Page 370 - Risale-i Nur - Mektubat
P. 370
372 MEKTUBÂT
yükümü hafifleştirdi. O mübarek Cemaat ise; -Hulusi'nin tabiriyle telsiz
telgrafın âhizeleri hükmünde ve -Sabri'nin tabiriyle- Nur Fabrikasının
Elektriklerini yetiştiren makineler hükmünde ayrı ayrı meziyetleri ve
kıymetdar muhtelif hasiyetleriyle beraber, -yine Sabri'nin tabiriyle- bir
Tevafukat-ı Gaybiye nev'inden olarak, şevk ve sa'y ü gayret ve ciddiyette
birbirine benzer bir surette Esrar-ı Kur'aniyeyi ve Envâr-ı Îmaniyeyi etrafa
neşretmeleri ve her yere eriştirmeleri ve şu zamanda (yani Hurufat
değişmiş, matbaa yok, herkes Envâr-ı Îmaniyeye muhtaç olduğu bir
zamanda) ve fütur verecek ve şevki kıracak çok esbab varken, bunların
fütursuz, kemal-i şevk ve gayretle bu Hizmetleri, doğrudan doğruya bir
Keramet-i Kur'aniye ve zahir bir İnayet-i İlahiyedir. Evet Velayetin
Kerameti olduğu gibi, Niyet-i Hâlisenin dahi Kerameti vardır.
Samimiyetin dahi Kerameti vardır. Bahusus Lillah için olan bir
Uhuvvet Dairesindeki Kardeşlerin içinde ciddî, samimî Tesanüdün çok
Kerametleri olabilir. Hattâ şöyle bir Cemaatin Şahs-ı Manevîsi bir
Veliyy-i Kâmil hükmüne geçebilir, İnayata mazhar olur.
İşte ey Kardeşlerim ve ey Hizmet-i Kur'anda arkadaşlarım! Bir
kal'ayı fetheden bir bölüğün çavuşuna bütün şerefi ve bütün ganîmeti
vermek nasıl zulümdür, bir hatadır; öyle de Şahs-ı Manevînizin Kuvvetiyle
ve Kalemleriniz ile hasıl olan Fütuhattaki İnayatı benim gibi bir bîçareye
veremezsiniz. Elbette böyle mübarek bir Cemaatte, Tevafukat-ı Gaybi-
yeden daha ziyade kuvvetli bir İşaret-i Gaybiye var ve ben görüyorum;
fakat herkese ve umuma gösteremiyorum.
Ü ç ü n c ü İ ş a r e t : Risale-i Nur Eczaları, bütün mühim
Hakaik-i Îmaniye ve Kur'aniyeyi hattâ en muannide karşı dahi parlak bir
surette isbatı, çok kuvvetli bir İşaret-i Gaybiye ve bir İnayet-i İlahiyedir.

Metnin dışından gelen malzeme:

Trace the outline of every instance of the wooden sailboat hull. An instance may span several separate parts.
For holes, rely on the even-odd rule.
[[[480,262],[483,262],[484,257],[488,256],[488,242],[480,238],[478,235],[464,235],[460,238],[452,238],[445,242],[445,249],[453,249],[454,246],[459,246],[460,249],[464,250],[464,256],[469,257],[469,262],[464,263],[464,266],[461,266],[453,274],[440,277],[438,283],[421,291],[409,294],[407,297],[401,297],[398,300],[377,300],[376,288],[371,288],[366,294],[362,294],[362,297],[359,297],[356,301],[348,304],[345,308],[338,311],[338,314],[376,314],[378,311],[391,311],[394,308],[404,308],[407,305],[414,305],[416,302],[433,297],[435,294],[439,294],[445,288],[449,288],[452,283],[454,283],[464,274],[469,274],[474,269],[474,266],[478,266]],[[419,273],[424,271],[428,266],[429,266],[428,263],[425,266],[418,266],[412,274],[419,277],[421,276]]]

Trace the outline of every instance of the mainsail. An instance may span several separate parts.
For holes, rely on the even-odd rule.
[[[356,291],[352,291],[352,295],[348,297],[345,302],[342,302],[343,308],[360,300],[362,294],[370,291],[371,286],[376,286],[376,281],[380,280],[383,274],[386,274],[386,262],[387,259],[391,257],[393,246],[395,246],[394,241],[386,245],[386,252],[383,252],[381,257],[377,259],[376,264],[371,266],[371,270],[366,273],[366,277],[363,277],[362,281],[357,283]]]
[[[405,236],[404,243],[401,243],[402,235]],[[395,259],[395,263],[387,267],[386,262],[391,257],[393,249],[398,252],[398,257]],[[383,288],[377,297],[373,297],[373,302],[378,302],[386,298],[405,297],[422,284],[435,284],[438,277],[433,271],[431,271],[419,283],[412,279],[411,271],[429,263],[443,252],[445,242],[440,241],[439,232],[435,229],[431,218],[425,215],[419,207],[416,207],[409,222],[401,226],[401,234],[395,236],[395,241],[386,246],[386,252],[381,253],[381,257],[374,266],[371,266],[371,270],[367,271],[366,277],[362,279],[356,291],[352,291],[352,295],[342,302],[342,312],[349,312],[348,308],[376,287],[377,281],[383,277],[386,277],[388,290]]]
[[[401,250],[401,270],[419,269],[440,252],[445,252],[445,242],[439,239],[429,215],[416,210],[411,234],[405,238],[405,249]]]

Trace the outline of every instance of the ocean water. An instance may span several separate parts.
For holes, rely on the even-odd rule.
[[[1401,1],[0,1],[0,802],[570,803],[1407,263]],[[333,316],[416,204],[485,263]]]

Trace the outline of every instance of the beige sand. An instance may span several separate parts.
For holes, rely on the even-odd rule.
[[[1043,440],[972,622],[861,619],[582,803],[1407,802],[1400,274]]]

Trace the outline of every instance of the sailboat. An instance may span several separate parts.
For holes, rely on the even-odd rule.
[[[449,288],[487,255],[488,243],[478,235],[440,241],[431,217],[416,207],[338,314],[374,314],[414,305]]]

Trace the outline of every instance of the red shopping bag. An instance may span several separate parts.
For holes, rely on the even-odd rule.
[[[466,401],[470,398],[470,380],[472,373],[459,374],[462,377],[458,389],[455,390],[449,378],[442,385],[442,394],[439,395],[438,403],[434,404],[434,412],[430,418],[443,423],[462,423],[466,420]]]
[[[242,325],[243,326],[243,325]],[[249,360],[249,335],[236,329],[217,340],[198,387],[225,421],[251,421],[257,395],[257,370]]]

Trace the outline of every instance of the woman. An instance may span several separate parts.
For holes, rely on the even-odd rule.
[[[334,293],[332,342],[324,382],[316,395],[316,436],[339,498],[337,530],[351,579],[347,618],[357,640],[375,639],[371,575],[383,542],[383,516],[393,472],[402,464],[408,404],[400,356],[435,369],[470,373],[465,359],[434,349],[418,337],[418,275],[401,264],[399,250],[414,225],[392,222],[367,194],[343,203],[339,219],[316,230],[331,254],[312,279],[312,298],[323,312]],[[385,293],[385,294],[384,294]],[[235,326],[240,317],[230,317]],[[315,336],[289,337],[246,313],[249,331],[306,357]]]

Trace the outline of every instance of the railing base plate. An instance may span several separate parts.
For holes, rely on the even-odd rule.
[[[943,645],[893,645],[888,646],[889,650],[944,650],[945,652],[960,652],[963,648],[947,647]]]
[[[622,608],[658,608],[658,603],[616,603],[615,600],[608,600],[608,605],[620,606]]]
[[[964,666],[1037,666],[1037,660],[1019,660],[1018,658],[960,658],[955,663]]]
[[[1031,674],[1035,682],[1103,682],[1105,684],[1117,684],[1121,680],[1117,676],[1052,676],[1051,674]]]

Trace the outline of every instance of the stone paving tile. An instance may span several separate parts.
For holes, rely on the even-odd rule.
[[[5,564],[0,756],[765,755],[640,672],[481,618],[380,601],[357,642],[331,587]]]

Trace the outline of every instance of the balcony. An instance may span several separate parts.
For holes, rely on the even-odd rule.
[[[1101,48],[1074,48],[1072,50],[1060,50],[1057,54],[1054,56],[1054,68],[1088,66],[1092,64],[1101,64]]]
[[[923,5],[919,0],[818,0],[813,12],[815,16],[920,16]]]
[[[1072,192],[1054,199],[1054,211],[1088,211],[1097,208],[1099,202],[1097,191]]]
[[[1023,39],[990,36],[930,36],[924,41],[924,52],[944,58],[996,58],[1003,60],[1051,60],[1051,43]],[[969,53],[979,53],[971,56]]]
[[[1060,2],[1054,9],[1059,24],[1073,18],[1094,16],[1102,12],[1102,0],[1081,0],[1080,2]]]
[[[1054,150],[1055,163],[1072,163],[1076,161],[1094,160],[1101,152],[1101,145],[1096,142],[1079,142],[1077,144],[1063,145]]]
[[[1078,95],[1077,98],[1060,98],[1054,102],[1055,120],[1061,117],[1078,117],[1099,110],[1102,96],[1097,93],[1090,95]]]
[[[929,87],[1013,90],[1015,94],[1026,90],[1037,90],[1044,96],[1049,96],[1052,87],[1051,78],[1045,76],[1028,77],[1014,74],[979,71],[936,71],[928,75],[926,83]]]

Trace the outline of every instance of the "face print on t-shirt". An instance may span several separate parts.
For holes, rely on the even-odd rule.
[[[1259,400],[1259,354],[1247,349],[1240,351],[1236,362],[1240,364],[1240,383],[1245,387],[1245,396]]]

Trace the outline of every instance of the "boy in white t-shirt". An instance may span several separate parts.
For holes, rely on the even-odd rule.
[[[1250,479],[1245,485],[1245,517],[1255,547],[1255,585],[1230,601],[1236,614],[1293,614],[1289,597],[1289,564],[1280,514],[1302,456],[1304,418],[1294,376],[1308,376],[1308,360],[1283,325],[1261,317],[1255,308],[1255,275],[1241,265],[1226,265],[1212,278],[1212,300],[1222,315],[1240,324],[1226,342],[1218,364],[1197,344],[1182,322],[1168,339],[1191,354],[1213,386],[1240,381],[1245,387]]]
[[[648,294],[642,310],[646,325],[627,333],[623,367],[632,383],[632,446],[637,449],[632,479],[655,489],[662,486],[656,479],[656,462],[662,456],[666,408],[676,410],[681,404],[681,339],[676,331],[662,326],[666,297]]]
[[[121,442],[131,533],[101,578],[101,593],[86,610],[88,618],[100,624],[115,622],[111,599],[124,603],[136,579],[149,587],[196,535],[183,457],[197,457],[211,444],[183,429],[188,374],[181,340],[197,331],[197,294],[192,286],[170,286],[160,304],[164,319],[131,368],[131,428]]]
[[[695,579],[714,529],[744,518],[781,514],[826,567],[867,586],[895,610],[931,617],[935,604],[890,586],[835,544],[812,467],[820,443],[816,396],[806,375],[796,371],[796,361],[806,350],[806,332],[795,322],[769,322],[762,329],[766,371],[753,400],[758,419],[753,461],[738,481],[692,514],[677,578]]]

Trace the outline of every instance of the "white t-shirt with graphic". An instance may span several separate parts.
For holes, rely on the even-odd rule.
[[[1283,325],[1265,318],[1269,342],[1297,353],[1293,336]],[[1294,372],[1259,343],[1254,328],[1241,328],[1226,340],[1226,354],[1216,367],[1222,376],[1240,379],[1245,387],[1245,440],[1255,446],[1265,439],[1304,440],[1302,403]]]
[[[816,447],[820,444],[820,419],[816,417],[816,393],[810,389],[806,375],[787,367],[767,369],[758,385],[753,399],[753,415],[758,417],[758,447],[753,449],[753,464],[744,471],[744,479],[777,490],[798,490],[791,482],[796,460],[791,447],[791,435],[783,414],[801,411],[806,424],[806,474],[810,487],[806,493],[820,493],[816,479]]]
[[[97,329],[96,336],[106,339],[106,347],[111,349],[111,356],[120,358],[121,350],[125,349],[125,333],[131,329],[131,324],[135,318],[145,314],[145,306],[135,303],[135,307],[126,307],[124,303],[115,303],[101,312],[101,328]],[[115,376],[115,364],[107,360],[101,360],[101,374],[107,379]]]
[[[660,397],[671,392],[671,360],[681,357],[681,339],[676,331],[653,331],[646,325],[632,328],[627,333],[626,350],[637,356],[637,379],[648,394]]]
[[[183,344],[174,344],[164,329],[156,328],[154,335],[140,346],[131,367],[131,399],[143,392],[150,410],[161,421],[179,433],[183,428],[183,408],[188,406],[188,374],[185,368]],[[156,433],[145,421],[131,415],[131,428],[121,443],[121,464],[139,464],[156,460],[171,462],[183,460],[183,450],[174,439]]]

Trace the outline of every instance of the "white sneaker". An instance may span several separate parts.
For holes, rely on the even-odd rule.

Çünki Hakaik-i Îmaniye ve Kur'aniye içinde öyleleri var ki; en büyük bir
dâhî telakki edilen İbn-i Sina, fehminde aczini itiraf etmiş, "Akıl buna yol
bulamaz!" demiş. Onuncu Söz Risalesi, o zâtın dehasıyla yetişemediği
Hakaiki; avamlara da, çocuklara da bildiriyor.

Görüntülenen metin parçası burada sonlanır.